金融・投資・マーケット
1ドル90円の壁を越えて、次の節を目指しはじめたドル・円レート

 アベノミクスに対する期待感の高まりが続いていることもあり、足元の為替市場では、ドル・円レートは90円の壁を越えて円安傾向が続いている。市場関係者の観測によると、当面の目標はオプションが絡みの節目とされる90円75銭と言われている。

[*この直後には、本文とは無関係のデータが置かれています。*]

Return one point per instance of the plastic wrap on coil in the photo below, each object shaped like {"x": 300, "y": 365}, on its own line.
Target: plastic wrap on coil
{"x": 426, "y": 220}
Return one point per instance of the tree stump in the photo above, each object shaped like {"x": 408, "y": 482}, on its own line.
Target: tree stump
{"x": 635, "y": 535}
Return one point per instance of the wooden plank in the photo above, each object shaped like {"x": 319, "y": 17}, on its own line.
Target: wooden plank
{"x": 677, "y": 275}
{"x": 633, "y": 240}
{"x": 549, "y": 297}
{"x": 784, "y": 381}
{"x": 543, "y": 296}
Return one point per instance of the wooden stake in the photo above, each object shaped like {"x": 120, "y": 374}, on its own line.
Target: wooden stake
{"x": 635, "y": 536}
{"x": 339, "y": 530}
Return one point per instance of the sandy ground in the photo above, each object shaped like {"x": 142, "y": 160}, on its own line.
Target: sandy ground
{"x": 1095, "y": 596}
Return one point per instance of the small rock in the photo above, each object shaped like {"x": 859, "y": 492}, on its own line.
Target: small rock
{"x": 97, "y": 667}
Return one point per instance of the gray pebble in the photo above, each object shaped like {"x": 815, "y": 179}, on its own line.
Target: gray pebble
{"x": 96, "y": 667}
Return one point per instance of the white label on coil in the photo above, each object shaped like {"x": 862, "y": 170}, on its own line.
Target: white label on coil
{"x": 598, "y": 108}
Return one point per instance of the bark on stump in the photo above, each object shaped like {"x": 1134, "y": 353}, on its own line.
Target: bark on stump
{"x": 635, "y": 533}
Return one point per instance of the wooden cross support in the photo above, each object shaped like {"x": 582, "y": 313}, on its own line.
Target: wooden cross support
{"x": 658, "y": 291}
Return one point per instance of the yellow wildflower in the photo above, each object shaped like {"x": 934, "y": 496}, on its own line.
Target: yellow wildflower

 ただ、ヘッジファンドのマネジャーや為替ディーラー連中と話をしていると、「いずれ90円75銭の水準を抜けて、次の節目とされる91円及び91円50銭にトライする」との見方が根強いことが分る。彼らの円安バイアスはかなり定着しつつあり、当面、ドル高・円安の動きが続くことになるだろう。

わが国は過去最大の貿易赤字

 2012年、わが国の貿易収支は6兆9千億円余りと過去最大の赤字に落ち込んだ。その背景には、欧州や中国の景気減速などの要因で輸出が伸び悩んだことに加えて、原発停止に伴う火力発電用のLNG(液化天然ガス)の輸入が大幅に増えたことがある。

 当面、こうした傾向は続くものと見られ、わが国の貿易収支の赤字が定着する可能性が高まっている。貿易赤字が拡大すると、為替市場で円を売って外貨を買う動きが高まることが想定される。それは、中長期的には円売り材料になるはずだ。

 しかも、アベノミクスによって金融緩和が一段と促進されることが考えられる。短期的に見ると、金融緩和による円金利の低下も円売り材料になる可能性が高い。経済の基礎的な要因=ファンダメンタルズを考えると、現在は円売り材料には事欠かない状況だ。